I use trackpad on MBP, and a Microsoft Basic mouse on both my iMac, and work Dell laptop.
I cannot stand PC trackpads. They're all so twitchy. I can't hover my finger over the pad without it clicking, or jostling the cursor around. I have the Dell setup to disable the trackpad when a mouse is connected. With a MBP, I've never had a problem.
As for the "Is the Magic Mouse any good" question. I tried to get used to it for about a year. I just couldn't.
First, like PC trackpads, the touch was too sensitive. When moving between keyboard to mouse it would decide I'd done some sort of gesture and scroll, assume I meant to go "back", or some other nonsense. No matter how steady I'd try to grab it, or how "all at once" I tried to be, I'd trigger something. Infuriating. They really should have had some sort of delay on accepting gestures when detecting you're just grabbing the mouse.
Second, Mojang and Google Maps both refused to interpret the scroll gestures correctly. I couldn't easily change inventory slots in Minecraft (without relying on the keyboard), and Google would just zoom to as far in or as far out as possible at the slightest use of the scroll action. Often accidental input ended up wasting any mapping effort I tried. Perhaps Google was trying to hurt Apple's brand, but I really just hurt my opinion of Google... the rest of the web dealt with scrolling just fine.
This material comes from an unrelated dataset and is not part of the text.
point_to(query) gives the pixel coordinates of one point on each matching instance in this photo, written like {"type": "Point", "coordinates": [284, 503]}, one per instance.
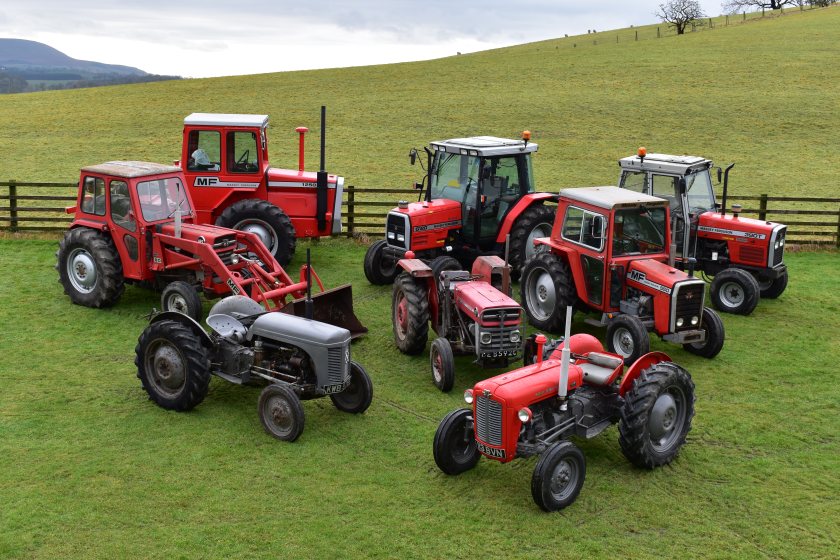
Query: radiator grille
{"type": "Point", "coordinates": [488, 420]}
Third, and what did hurt my opinion of Apple though, was that the mouse was awful finicky about batteries being the exact diameter they preferred. I had the first rev mouse that used actual batteries. I figured Eneloops were perfect, as they keep charge when not used for a long time... but no. The batteries didn't sit quite aligned with where Apple wanted them, and would just not work half the time. Wrapping them in a sheet or two of paper to increase their diameter enough to made them work. AA (or AAA, I don't remember) connectors shouldn't have so little tolerance. The next gen mouse with the built in battery with the charging port on the bottom instead of the back like every corded mouse ever... I just don't understand. Sure it charges quickly, but something you just need to get something done *now*. Whoever designed that is probably the same person that designed the Apple Pencil v1 charging by sticking out the bottom of your iPad. Colossally bad user hostile designs, IMO.